Katılmıyorum. Amerikan Pastası filmlerinden de oldum olası tiksinmişimdir. Mizah anlayışının değişkenliğini geçiyorum, türk sinemasının kötü olduğunu ben de düşünmüyorum. Fakat tamamen düşünce farklılığı olsa gerek, iğrençliği komik bulmuyorum ben. Ayrıca bu öyle bir noktada ki, ya çok seversiniz, ya nefret edersiniz. 'Eh, fena değildi' diye bir yorumun bu tarz bir film için gelmesini ben muhtemel görmüyorum.
Yurt dışında bu tarz filmler oldukça fazla var ve hatta ben Türk sinemasındaki örneklerinden daha da fazla olduğunu düşünüyorum. Kusura bakmazsanız ben dördüncü sınıf film diyorum bunlara, izleyecek hiçbirşey kalmadıysa bile açıp sonuna kadar izleyemeyeceğim bir seviye. Ayrıca Şahan Gökbahar'ın o filmle ilgili 'Her türk erkeğinin içinde biraz Recep İvedik'lik vardır' gibisinden bir açıklaması olduğunu hatırlıyorum. Ben buna da katılmıyorum, aşırılık bazı şeyleri göstermek için bir araç olarak kullanılmış olabilir fakat hiçbir şekilde öyle bir karakteri benimsemem mümkün değil.

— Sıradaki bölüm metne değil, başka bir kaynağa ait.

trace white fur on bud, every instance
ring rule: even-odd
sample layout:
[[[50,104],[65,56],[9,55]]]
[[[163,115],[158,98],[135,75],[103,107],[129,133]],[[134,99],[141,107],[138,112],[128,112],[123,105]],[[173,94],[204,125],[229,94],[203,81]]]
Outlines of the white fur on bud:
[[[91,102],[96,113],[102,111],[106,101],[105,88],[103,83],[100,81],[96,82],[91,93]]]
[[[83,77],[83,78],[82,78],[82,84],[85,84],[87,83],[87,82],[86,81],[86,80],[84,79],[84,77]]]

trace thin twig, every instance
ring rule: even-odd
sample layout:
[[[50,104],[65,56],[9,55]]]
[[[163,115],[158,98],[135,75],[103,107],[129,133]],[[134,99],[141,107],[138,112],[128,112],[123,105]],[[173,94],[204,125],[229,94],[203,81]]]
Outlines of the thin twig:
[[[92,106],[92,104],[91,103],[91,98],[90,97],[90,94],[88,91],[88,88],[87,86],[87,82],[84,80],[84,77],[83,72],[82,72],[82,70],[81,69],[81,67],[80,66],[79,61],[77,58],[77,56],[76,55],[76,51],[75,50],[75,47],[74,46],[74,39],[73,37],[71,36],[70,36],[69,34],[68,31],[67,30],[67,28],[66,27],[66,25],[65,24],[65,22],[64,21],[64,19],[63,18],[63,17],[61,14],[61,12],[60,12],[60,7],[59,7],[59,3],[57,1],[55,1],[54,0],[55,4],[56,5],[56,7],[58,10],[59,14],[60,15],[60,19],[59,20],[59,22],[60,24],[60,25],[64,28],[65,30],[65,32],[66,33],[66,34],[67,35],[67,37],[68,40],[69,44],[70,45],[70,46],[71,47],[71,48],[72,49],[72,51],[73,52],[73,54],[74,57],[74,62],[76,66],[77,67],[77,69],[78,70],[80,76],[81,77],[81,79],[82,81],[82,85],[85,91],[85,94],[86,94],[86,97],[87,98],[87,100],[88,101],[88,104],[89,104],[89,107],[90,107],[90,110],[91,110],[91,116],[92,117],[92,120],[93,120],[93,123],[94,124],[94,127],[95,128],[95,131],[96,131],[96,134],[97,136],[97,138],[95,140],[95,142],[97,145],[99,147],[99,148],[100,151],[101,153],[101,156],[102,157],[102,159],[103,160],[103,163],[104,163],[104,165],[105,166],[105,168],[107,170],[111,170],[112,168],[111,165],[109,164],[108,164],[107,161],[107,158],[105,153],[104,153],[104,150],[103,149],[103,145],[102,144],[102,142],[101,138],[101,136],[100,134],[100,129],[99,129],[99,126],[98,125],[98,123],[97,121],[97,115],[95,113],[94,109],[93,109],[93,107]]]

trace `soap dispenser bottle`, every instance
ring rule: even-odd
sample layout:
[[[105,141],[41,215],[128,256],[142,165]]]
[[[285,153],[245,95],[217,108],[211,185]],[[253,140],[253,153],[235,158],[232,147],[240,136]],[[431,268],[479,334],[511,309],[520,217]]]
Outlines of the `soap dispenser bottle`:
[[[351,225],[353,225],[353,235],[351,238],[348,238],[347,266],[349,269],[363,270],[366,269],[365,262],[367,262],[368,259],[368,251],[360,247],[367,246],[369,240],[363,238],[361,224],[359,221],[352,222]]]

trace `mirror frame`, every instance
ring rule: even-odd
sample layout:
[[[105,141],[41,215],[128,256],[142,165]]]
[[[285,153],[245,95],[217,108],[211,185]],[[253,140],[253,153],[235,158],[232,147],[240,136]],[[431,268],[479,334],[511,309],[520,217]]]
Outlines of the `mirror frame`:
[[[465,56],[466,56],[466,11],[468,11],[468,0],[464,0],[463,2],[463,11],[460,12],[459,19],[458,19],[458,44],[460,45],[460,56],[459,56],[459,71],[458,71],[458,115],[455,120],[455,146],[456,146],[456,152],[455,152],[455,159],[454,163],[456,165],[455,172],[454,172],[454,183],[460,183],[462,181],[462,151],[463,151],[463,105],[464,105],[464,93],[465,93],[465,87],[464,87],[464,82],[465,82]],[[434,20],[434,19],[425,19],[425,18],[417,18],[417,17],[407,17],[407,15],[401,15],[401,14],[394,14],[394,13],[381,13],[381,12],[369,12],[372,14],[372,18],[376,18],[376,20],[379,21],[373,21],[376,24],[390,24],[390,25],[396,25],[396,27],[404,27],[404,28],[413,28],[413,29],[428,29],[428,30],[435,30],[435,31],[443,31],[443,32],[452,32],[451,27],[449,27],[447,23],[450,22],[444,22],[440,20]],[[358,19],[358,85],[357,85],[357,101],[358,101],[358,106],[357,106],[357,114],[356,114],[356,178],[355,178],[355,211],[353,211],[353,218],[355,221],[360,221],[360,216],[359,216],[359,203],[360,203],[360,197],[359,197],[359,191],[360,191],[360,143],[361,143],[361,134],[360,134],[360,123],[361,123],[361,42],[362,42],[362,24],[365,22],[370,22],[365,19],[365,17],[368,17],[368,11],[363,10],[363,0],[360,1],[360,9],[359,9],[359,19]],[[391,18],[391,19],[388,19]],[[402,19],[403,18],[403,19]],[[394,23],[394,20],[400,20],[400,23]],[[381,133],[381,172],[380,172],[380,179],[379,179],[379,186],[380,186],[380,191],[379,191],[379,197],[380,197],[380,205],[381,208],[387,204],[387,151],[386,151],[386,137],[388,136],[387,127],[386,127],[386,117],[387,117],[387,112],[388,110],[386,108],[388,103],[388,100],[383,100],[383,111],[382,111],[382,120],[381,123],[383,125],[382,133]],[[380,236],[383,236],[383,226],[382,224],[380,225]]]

Konu sapsın istemiyorum, dediğim gibi ben sinema kalitesi hakkında yorum yapmanın yanlış olacağını düşünüyorum. Çünkü şu an izlenme oranlarına bakılırsa çoğu kişinin severek gidip izlediği türk yapımı filmler bolca bulunmakta ve bu bir başarıdır. Kalite tamamen izleyicinin bakış açısına göre değişir, bir kriter bulmak zordur.